¿Darías tu vida por un animal? ¿Qué harías para salvarlo; hasta
dónde llegarías para lograrlo?
Diría que estos son algunos cuestionamientos que nuestro
protagonista se plantea, pero no es así. Ya que, Driskell, no requiere siquiera
pensarlo, es una de las mayores convicciones en él. Para él, realmente
da igual si es un animal ordinario, un digno humano o un animal “parlante” —como
algunos en este mundo ficticio—, una vida valiosa, es una vida imprescindible.
Sin más, con ustedes queridos lectores el primer capitulo de Andromalia - El hijo de la reina. (Registrado en INDAUTOR bajo el seudónimo de D. Leo Mayén)
Andromalia
El hijo de la Reina
“Aquel que acoja con su manto nuestra Reina
de la mano le guiará dentro y fuera del campo de batalla, entre algazaras de
guerra y paz; al adoptado, su hijo. Eternamente protegiéndolo mientras sea férvido
servidor de su voluntad; sin cuestionarla o reclamarla, simplemente siguiendo,
intuyendo y obedeciendo sus designios. Siendo el vehículo de sus deseos; estoico
entre oscuros y lúgubres senderos.”
Traducción
de la inscripción al pie de una de las estatuas en el templo de la Diosa Morrighan, en Drakdlan.
Capitulo I
l gallo en el corral,
hacia más de una hora que cantaba anunciando la majestuosa presencia en el horizonte
del astro rey, dando pie al comienzo de un nuevo día.
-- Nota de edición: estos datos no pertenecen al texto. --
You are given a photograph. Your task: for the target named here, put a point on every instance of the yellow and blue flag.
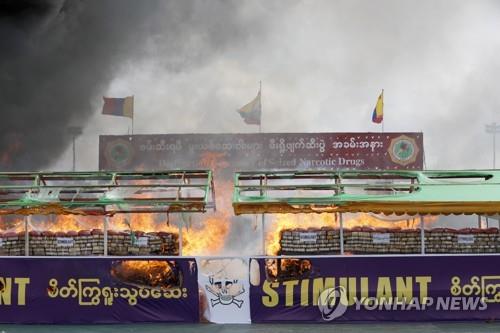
(378, 111)
(251, 112)
(123, 107)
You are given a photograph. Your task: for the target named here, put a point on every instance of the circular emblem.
(119, 153)
(403, 150)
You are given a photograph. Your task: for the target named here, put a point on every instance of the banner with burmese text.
(226, 153)
(98, 290)
(371, 288)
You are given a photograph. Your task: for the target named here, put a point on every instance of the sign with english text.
(375, 288)
(226, 153)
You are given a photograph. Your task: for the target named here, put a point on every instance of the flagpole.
(383, 109)
(260, 93)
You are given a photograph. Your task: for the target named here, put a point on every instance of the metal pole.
(74, 154)
(263, 235)
(27, 222)
(422, 235)
(341, 221)
(106, 225)
(180, 238)
(493, 128)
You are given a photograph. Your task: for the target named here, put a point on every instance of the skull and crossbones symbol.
(226, 290)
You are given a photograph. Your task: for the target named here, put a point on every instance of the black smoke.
(56, 58)
(59, 57)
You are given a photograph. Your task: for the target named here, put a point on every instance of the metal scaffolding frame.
(415, 193)
(105, 193)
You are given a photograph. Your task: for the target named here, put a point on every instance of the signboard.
(230, 152)
(308, 237)
(381, 238)
(465, 239)
(375, 288)
(98, 290)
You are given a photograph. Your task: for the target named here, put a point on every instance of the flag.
(378, 112)
(251, 112)
(123, 107)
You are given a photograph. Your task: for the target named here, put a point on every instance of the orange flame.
(317, 221)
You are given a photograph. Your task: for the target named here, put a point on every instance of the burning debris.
(89, 242)
(287, 269)
(158, 274)
(366, 240)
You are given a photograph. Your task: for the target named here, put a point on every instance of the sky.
(322, 65)
(190, 64)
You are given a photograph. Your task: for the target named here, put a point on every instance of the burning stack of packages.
(89, 242)
(367, 240)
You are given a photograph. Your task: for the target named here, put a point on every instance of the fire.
(206, 237)
(317, 221)
(151, 273)
(208, 240)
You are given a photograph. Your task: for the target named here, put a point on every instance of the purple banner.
(98, 290)
(413, 288)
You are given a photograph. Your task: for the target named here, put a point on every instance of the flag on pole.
(378, 112)
(251, 112)
(123, 107)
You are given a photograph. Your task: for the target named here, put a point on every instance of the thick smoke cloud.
(56, 57)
Un día en lo particular importante para
Elidor Cerdic: un cerdo de notable sapiencia —para un cerdo—; con poco más de
siete años en su haber; un ser amable y bondadoso, de gestos gentiles y jubilosos;
ávido por aprender, sin importar tema o materia a tratar. De altura promedio
—en un cerdo: cerca del metro setenta; siendo más un bípedo que cuadrúpedo,
aunque también solía andar a cuatro patas—; de piel rosada, cubierta de
pelillos en ciertas partes; su hocico, así como su trompa, casi tan grandes
como sus orejas, rosadas, grandes y puntiagudas; ojos pequeños y marrones,
ubicados casi al centro de la cara; sus pesuñas de las patas como de las manos
siempre bien cortadas. Vistiendo un chaleco de lana teñida de color marrón; en
el bolsillo interno del mismo es donde guarda sus voluminosos lentes,
necesarios para notar los más finos detalles, y pantalones gruesos y holgados, exceptuando
de la cadera, donde están bien sujetos pues sería más que vergonzoso para él
que cayeran en público.
Elidor se disponía a salir a una encomienda
de suma importancia; como él solía referirse lleno de emoción, pues, era esta
la primera vez que saldría más allá de las cercanías del poblado. Alistó todo
lo que consideró necesario para su encomienda; lo revisó repetidamente hasta
que se sintió seguro de no olvidar nada.
Cuando el sol se hallaba en lo más alto,
salió de su humilde y sencilla choza, no de paja o de madera, de arcilla; y
tras volver a revisar que todo estaba colocado en su respectivo sitio, cerró la
puerta de la choza girando una enorme llave, y, ocultándola después entre los
arbustos, ubicados a los pies de la choza. Con el alma llena de júbilo, al
contemplar él su alrededor, se podía notar en su cara la emoción que le
invadía, escapándosele un corto y espontaneo gruñido, tras el cual emprendió la
marcha.
Elidor bajó por la senda que lleva desde su
choza hasta el jardín; mismo que se encuentra a un costado del majestuoso
palacio, propiedad de un hombre el cual aún al renunciar a ser llamado por un título
nobiliario gozaba de reconocimiento, no sólo por sus tierras o su cuantiosa
riqueza sino por su notable y amplio conocimiento, pero más aun por su
generosidad hacia los demás.
Al encontrarse Elidor con el jardinero: un
hombre de mediana edad; de tez acanelada a causa del sol; quien en ese momento
se encontraba en plena labor, achatando los matorrales, se dirigió a él:
—¡Buen día, Antón! —dijo Elidor— tendrías la
amabilidad de comunicar a mi tutor que he partido hacia el poblado.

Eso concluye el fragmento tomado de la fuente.